O contexto factual
Dr. Furlan foi afastado da prefeitura de Macapá pelo ministro Flávio Dino (STF), na Operação Paroxismo, por suspeita de desvio de recursos federais na construção do Hospital Geral Municipal (contrato de ~R$ 69 milhões). Ele renunciou ao cargo em 05/03/2026 justamente para poder concorrer ao governo do Amapá em 2026 — a renúncia era exigência legal (desincompatibilização) para disputar outro cargo.
Por que ele pode disputar a eleição mesmo com processos em curso
Isso não é peculiaridade de Furlan — é regra geral do sistema eleitoral brasileiro:
- Presunção de inocência / devido processo legal: no Brasil, a inelegibilidade pela Lei da Ficha Limpa (LC 64/1990) só se aplica após condenação com trânsito em julgado ou decisão colegiada (2ª instância), não por mera investigação, indiciamento ou denúncia.
- Fase da investigação ≠ condenação: a Operação Paroxismo está em fase de inquérito/instrução. Não há, até agora, condenação — apenas afastamento cautelar do cargo (medida processual, não penal).
- Justiça Eleitoral decide no registro de candidatura: cabe ao TRE/TSE analisar no momento do registro de candidatura (RRC), geralmente em agosto do ano eleitoral, se há decisão colegiada que gere inelegibilidade.
Exemplos de outros casos parecidos
- Sérgio Cabral (ex-governador RJ): concorreu e foi eleito deputado estadual em 2010 mesmo sob investigações, só ficando inelegível após condenações posteriores.
- Wilson Witzel: mesmo impedido/impeachado, tentou concorrer depois; a inelegibilidade dependeu de decisões específicas do TSE/TRE.
- Eduardo Cunha: cassado pela Câmara, mas sua inelegibilidade eleitoral (Ficha Limpa) só se consolidou com decisões judiciais específicas, não automaticamente pelo processo criminal.
A movimentação política dos aliados: uma corrida contra o tempo
Para saber a verdade basta ir no site do TRE: https://sig.tse.jus.br/ords/dwapr/r/seai/sig-candidaturas/lista-candidatos?session=210772491574773
Há um componente político relevante nesse cenário: os aliados de Dr.
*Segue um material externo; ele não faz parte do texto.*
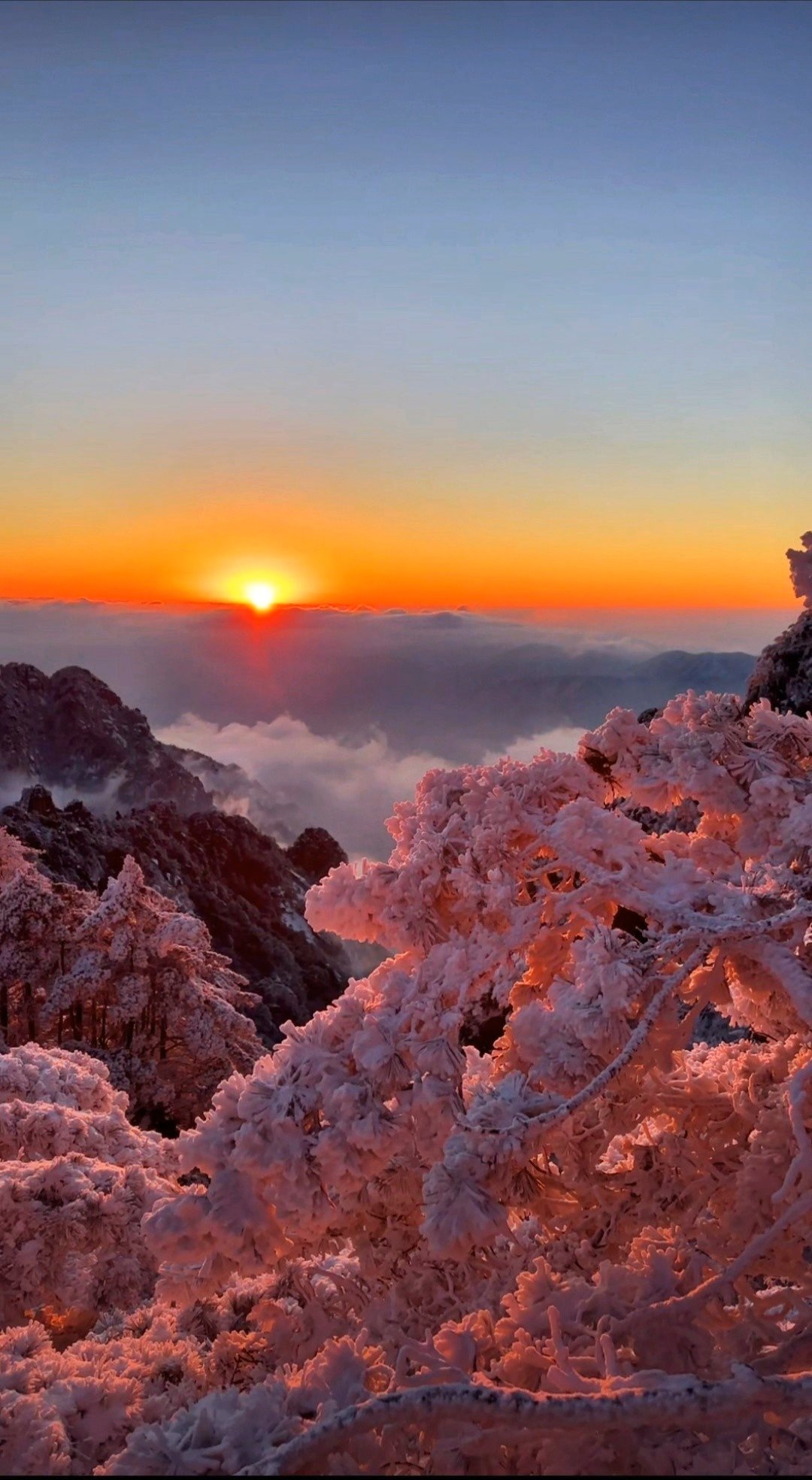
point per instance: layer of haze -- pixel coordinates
(333, 715)
(411, 304)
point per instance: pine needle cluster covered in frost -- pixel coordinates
(497, 1209)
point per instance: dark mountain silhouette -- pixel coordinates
(70, 732)
(247, 890)
(128, 793)
(783, 672)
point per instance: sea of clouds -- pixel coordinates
(333, 715)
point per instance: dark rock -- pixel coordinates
(316, 853)
(238, 881)
(783, 672)
(73, 733)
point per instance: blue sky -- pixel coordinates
(462, 252)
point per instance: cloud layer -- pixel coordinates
(333, 714)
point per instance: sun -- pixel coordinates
(261, 596)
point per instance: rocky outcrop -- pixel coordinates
(247, 890)
(71, 733)
(783, 672)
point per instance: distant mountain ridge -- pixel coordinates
(71, 732)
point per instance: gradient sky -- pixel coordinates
(404, 302)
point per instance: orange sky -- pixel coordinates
(490, 536)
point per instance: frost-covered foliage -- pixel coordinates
(125, 977)
(76, 1180)
(496, 1209)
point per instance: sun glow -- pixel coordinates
(261, 596)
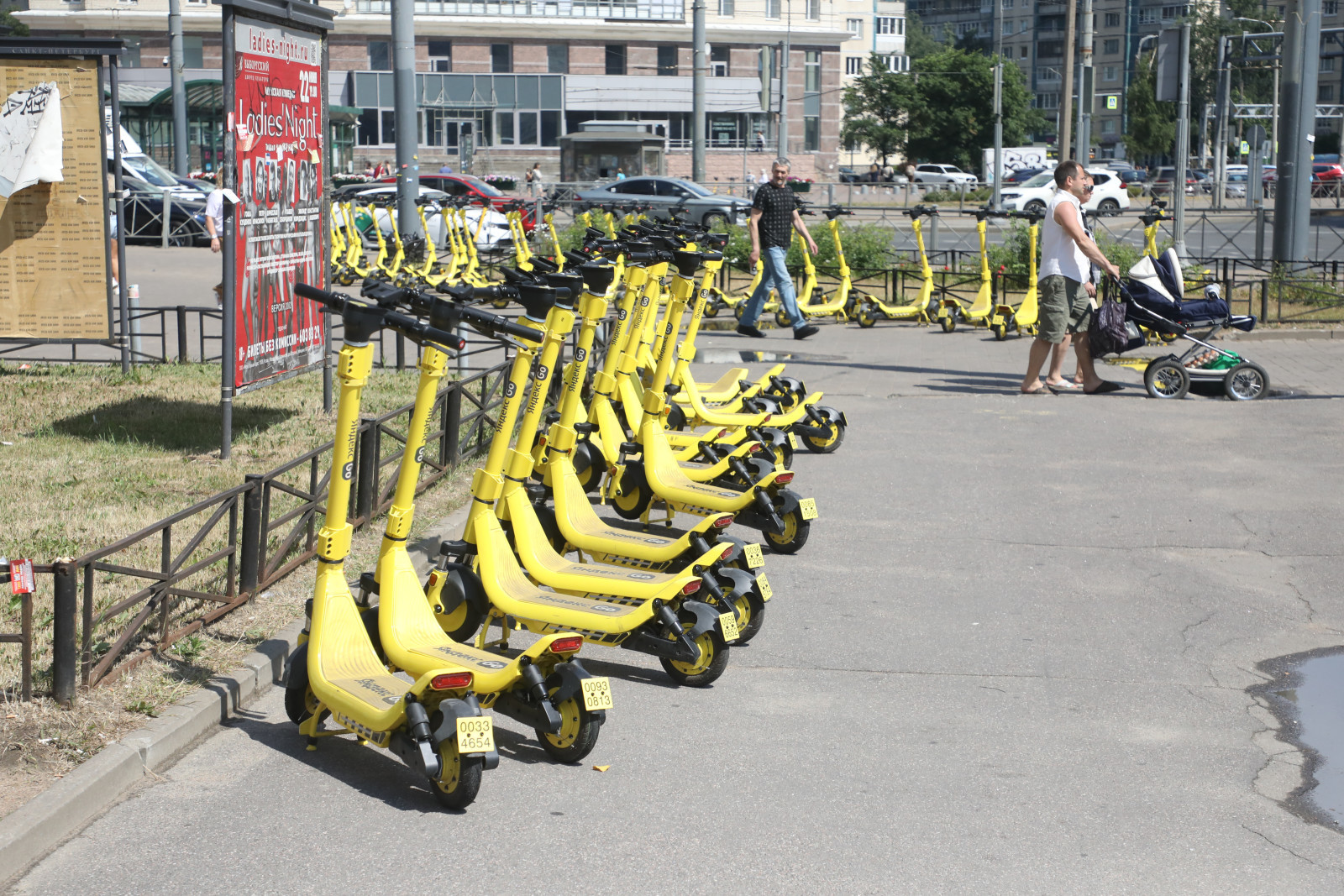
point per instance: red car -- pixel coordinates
(477, 188)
Furlan estão em campanha ativa para reforçar publicamente sua condição de pré-candidato, mesmo sabendo do risco real de inelegibilidade. Essa mobilização tem uma lógica estratégica clara:
- Manter o capital político vivo: quanto mais tempo o nome dele circular como “candidato viável”, mais força ele preserva no palanque, em alianças partidárias e no controle de espaço eleitoral (tempo de TV, coligações, recursos do fundo eleitoral).
- Pressionar a narrativa antes do julgamento: ao reforçar a candidatura publicamente, o grupo tenta antecipar-se a uma possível impugnação, criando a percepção de “perseguição política” caso a Justiça Eleitoral vete o registro depois.
- Evitar o vácuo de sucessão: manter Furlan como nome forte impede que outros candidatos do mesmo campo político ganhem espaço enquanto a situação jurídica dele não se resolve.
O ponto central da contradição: e se ele ganhar?
Mesmo que ele consiga o registro e seja eleito nas urnas, existe um risco concreto de que ele não consiga assumir o cargo. Isso porque:
- Se sobrevier uma condenação em 2ª instância (decisão colegiada) por qualquer um dos processos da Operação Paroxismo — improbidade, organização criminosa, peculato, lavagem de dinheiro — antes ou depois da diplomação, ele pode ser considerado inelegível e ter o diploma negado ou cassado.
- Isso geraria um cenário de eleição “esvaziada”: o eleitorado vota, ele vence, mas juridicamente pode ficar impedido de tomar posse — abrindo margem para questionamentos, novas eleições ou posse do vice/segundo colocado, dependendo da fase em que a inelegibilidade for reconhecida.
Ou seja: a disputa eleitoral em si não é ilegal nem irregular — é o funcionamento normal do sistema, que só pune com inelegibilidade após decisão colegiada. Mas o esforço político de blindar a candidatura de Furlan convive com uma incerteza jurídica real: a vitória nas urnas pode não se traduzir em posse, o que tornaria toda a mobilização de campanha um investimento de alto risco — tanto para os aliados quanto para os eleitores que votarem nele.